Here’s what Trump is doing.
The IRS is set to cut thousands of probationary workers in the middle of tax season, with layoffs potentially beginning next week, according to multiple sources familiar with the plans. This development comes as part of the Trump administration’s continued efforts to reduce the size of the federal workforce. Agencies have been instructed to eliminate probationary employees—those who have not yet earned civil service protection—as part of the push to streamline government operations.
While the precise number of IRS workers affected is still unclear, this move is likely to further complicate the tax season, which officially started on January 27, 2025. The agency is anticipating a surge in filings, with over 140 million tax returns expected by the April 15 deadline. The timing of these layoffs could put additional pressure on the IRS staff already dealing with the intense workload of tax season.
This workforce reduction is consistent with the Trump administration’s broader strategy to reduce federal spending, which includes a plan to offer buyouts to federal employees through a “deferred resignation program.” This program would allow employees to leave the government while still receiving their paycheck until September 30, provided they accept the offer by February 6. However, IRS workers involved in the 2025 tax season were instructed that they would not be eligible to accept buyouts until after the tax filing deadline, as the agency needs all hands on deck to manage the filing process.
Despite President Biden’s administration having invested heavily in the IRS with an $80 billion funding increase as part of the Democrats’ Inflation Reduction Act, Republicans have fought back against this expansion. They’ve successfully reduced the funds designated for the agency and have worked to curb the growth of government bureaucracy. Public figures like Elon Musk, alongside organizations calling for federal government restructuring, have pushed for the elimination of entire agencies to better control government spending.
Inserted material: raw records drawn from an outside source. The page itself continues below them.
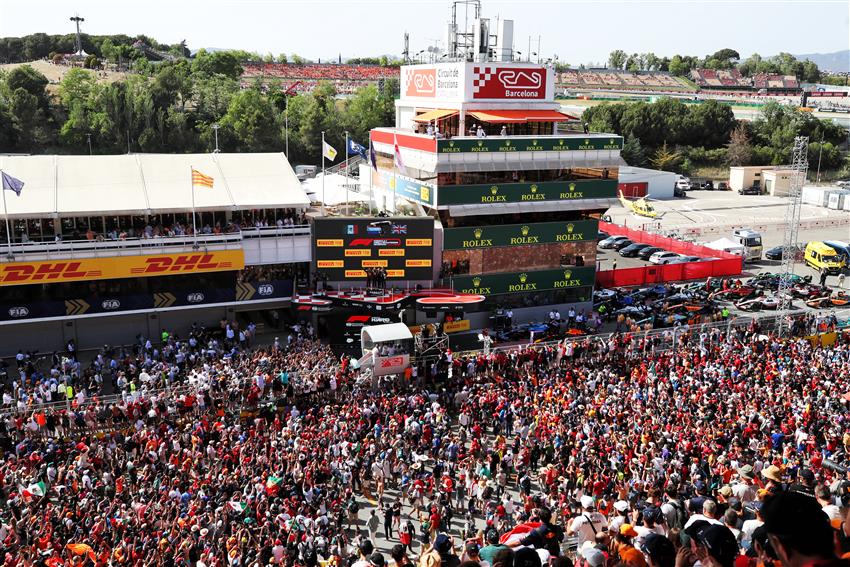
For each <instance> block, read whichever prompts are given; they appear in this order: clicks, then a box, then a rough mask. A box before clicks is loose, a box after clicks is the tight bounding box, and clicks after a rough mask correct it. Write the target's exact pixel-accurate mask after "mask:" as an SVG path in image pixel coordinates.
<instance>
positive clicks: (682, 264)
mask: <svg viewBox="0 0 850 567" xmlns="http://www.w3.org/2000/svg"><path fill="white" fill-rule="evenodd" d="M599 229H600V230H604V231H605V232H607V233H609V234H621V235H623V236H626V237H628V238H629V239H631V240H633V241H634V242H643V243H646V244H649V245H650V246H658V247H661V248H664V249H665V250H669V251H671V252H676V253H677V254H682V255H685V256H700V257H702V258H717V259H716V260H710V261H708V262H684V263H681V264H665V265H661V266H652V265H650V266H640V267H637V268H624V269H620V270H606V271H602V272H596V283H597V284H598V285H599V286H601V287H624V286H632V285H645V284H652V283H664V282H671V281H683V280H698V279H705V278H708V277H712V278H713V277H724V276H739V275H741V271H742V270H743V259H742V258H741V257H740V256H736V255H734V254H729V253H728V252H724V251H722V250H714V249H712V248H707V247H705V246H702V245H699V244H694V243H693V242H684V241H682V240H678V239H675V238H669V237H666V236H662V235H659V234H653V233H651V232H646V231H643V230H637V229H634V228H628V227H625V226H620V225H615V224H611V223H607V222H603V221H600V223H599Z"/></svg>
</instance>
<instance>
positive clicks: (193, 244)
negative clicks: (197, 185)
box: [189, 165, 198, 250]
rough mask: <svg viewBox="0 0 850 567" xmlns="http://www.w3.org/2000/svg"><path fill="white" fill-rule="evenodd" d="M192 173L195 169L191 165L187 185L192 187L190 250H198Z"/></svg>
mask: <svg viewBox="0 0 850 567" xmlns="http://www.w3.org/2000/svg"><path fill="white" fill-rule="evenodd" d="M194 171H195V168H194V167H192V166H191V165H190V166H189V185H190V186H191V187H192V236H193V237H194V243H193V244H192V249H193V250H197V249H198V225H197V223H196V222H195V179H194Z"/></svg>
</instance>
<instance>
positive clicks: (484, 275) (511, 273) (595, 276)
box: [443, 266, 596, 295]
mask: <svg viewBox="0 0 850 567" xmlns="http://www.w3.org/2000/svg"><path fill="white" fill-rule="evenodd" d="M595 272H596V269H595V268H594V267H593V266H582V267H568V268H558V269H556V270H538V271H528V272H521V273H516V272H512V273H507V274H485V275H480V276H455V277H453V278H451V280H450V281H451V285H452V288H454V290H455V291H458V292H461V293H475V294H479V295H497V294H500V293H524V292H529V291H545V290H550V289H567V288H574V287H583V286H592V285H593V283H594V278H595V277H596V273H595ZM443 281H444V282H445V281H446V280H443Z"/></svg>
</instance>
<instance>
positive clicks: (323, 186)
mask: <svg viewBox="0 0 850 567" xmlns="http://www.w3.org/2000/svg"><path fill="white" fill-rule="evenodd" d="M322 216H325V131H324V130H322Z"/></svg>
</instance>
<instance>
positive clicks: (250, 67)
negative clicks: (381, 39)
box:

As this debate continues, legal challenges are also emerging. Attorneys general from 14 states filed a lawsuit against the Department of Government Efficiency (DOGE), questioning its authority to wield unchecked power and access sensitive government data. The lawsuit argues that such powers should only be exercised by Senate-confirmed officials, as outlined in the Constitution. These legal battles reflect the growing tension between efforts to limit government control and the push for government reforms.